The report that Google is conducting a national test that removes links to Canadian news sites for a small percentage of users sparked a predictable reaction as politicians who were warned that Bill C-18 could lead to this, now want to know how it could happen. None of this week’s developments should come as a surprise. Bill C-18 presents Google and Facebook with a choice: pay hundreds of millions of dollars primarily to Canadian broadcasters for links to news articles or stop linking. Both companies are doing precisely what they said they would do, namely considering stopping linking (Google conducted the same tests in Australia several years ago). Indeed, strip away the hyperbole and the bottom line is this: the costs of Bill C-18 are enormous (the government’s Senate representative suggesting the bill could result in revenues to cover 35% of news expenditures of every news outlet in Canada) and the revenues from news for the platforms are not (Facebook says news only constitutes 3 percent of posts and Google does not even run ads on its Google News product). As some have noted, the government says the companies are stealing content if they link and blocking content if they don’t.

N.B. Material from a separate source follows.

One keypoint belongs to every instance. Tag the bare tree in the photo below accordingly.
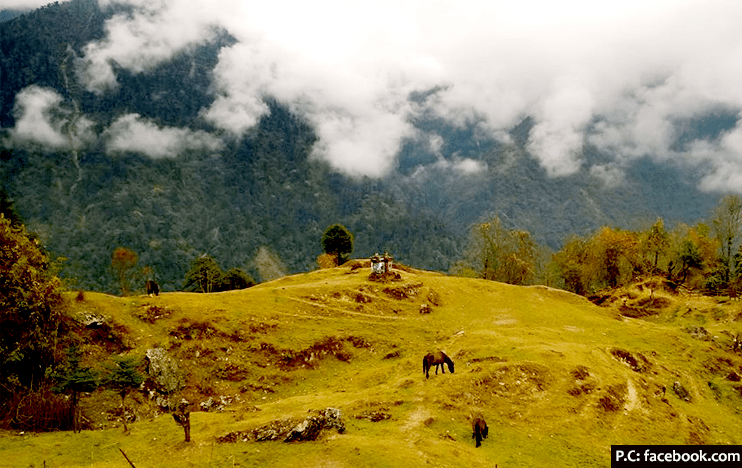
(727, 222)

I am apprehensive about bills which require companies like Facebook and Google to pay media outlets for linking to their stories; I disagree with the overall concept and Bill C–18, specifically. But I think it is disingenuous to call out Google’s similar experiment in Australia without acknowledging it ultimately agreed to the government’s terms. Also, while Google may not run ads on Google News, it has disproportionate and possibly illegal control over the advertising on any of the websites it links to.

This link tax scheme seems like a bad idea that will further enrich Canada’s media monopolists. Smaller publications will not benefit. Yet, I get the justification behind these policies from places like Canada, Australia, and countries in Europe: the online advertising market consolidated around a handful of American companies who pivoted to targeting the specific individual viewing a given page. It does not matter if that page is on a local news site or some blog on the other side of the world because it is possible for advertisers to reach the same reader, and for a dramatically lower cost. Advertisers seem happy and big ad companies profit handsomely, but it comes at the expense of smaller publishers. And if one of those ad companies has been tilting the global online ad market in its favour, it changes the calculation for how much we should credit it for linking to so many third-party news sites.